El aire del salón de baile estaba viciado por el humo de las velas. Los presentes tosían. Emília permaneció detrás de ellos. Antes de que pudiera abrirse camino hacia su asiento cerca del retrato de Degas, vio a Eronildes. Él no la vio a ella. A la cabeza de la fila de dolientes, el doctor se inclinó ante doña Dulce, que asintió con la cabeza cortésmente. Junto a ella, el doctor Duarte se levantó de su silla. En lugar de saludar a Eronildes con un apretón de manos, el suegro de Emília abrazó enérgicamente al médico. Este no se puso tenso en respuesta al abrazo. No palmeó cortésmente la espalda del doctor Duarte ni intentó apartarse. Eronildes parecía pequeño entre los gruesos brazos del doctor Duarte, pero no aparentaba estar incómodo, sino volcado en el abrazo. Sin poder o sin querer separarse del fuerte abrazo, Eronildes lo aceptó resignadamente.
Oculta en la parte de atrás del salón, Emília tembló. Sus entrañas parecieron enfriarse y condensarse.

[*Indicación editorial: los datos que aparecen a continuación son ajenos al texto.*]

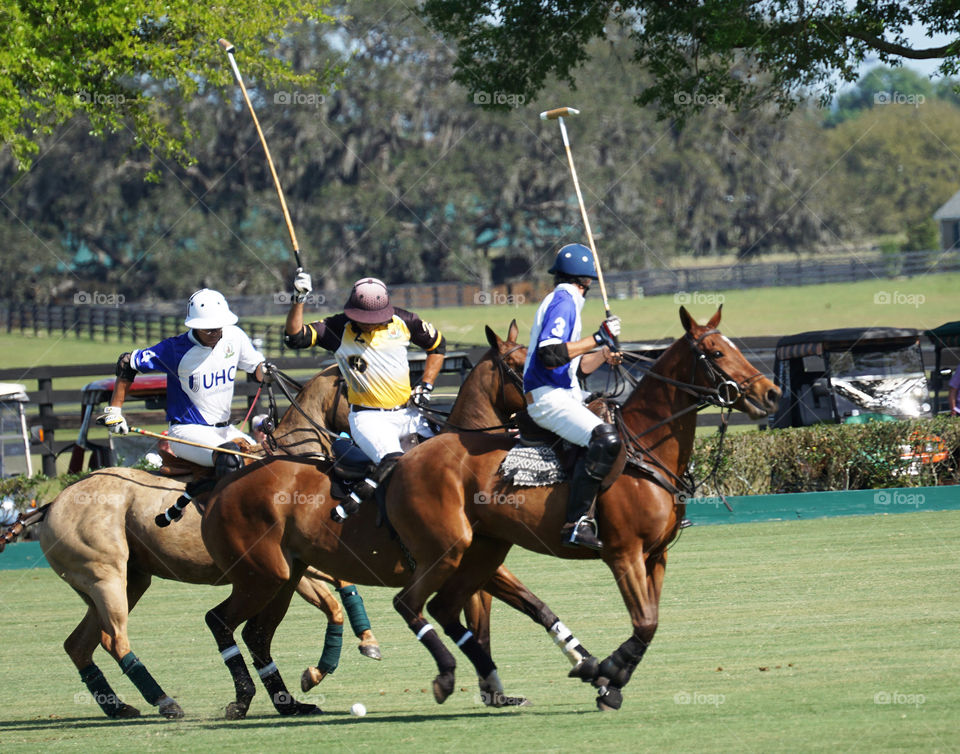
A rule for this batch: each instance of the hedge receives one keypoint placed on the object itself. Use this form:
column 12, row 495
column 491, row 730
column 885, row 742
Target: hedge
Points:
column 831, row 457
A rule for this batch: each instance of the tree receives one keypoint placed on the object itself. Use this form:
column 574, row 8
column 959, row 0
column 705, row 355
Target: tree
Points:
column 696, row 51
column 113, row 60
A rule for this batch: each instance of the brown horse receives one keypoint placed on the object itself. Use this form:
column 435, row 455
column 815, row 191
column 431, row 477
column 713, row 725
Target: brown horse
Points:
column 263, row 534
column 99, row 536
column 433, row 503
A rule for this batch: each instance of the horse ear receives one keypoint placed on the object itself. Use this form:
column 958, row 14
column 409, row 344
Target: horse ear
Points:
column 514, row 331
column 492, row 338
column 715, row 319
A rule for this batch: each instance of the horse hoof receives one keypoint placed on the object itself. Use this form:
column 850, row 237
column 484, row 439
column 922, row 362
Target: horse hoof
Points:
column 310, row 678
column 170, row 709
column 237, row 711
column 443, row 687
column 586, row 670
column 123, row 712
column 609, row 699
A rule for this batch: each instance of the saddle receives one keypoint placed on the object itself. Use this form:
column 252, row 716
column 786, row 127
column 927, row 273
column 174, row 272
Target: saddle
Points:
column 542, row 457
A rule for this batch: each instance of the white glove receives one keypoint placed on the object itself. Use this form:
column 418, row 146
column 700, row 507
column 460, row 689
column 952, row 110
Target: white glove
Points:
column 112, row 419
column 421, row 395
column 609, row 332
column 302, row 287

Se había sentido de esa manera sólo dos veces en toda su vida: una durante su primer carnaval en el Club Internacional, y la otra fue la primera vez que había tenido en brazos a Expedito. Emília aferró la navaja. Retrocedió en el salón de baile y corrió escaleras arriba.
Raimunda permanecía despierta, como si hubiera estado esperando el regreso de Emília.
—No lo quiero después de todo —susurró Emília—. Mi rosario, digo.
Raimunda no respondió. Emília abrió rápidamente el joyero y volvió a guardar la navaja, todavía envuelta en un pañuelo. Cerró la caja y la empujó debajo de la cama con la punta del pie. Los zapatos de Emília eran negros, como el resto de su atuendo. El charol de su calzado brillaba. Iba a la moda incluso en el duelo, pensó Emília con amargura. Le temblaban las manos. Sintió el impulso de quitarse aquellos zapatos y arrojarlos por la ventana. En cambio miró a Expedito, que dormía en el otro extremo de la habitación oscura, y a Raimunda junto a él.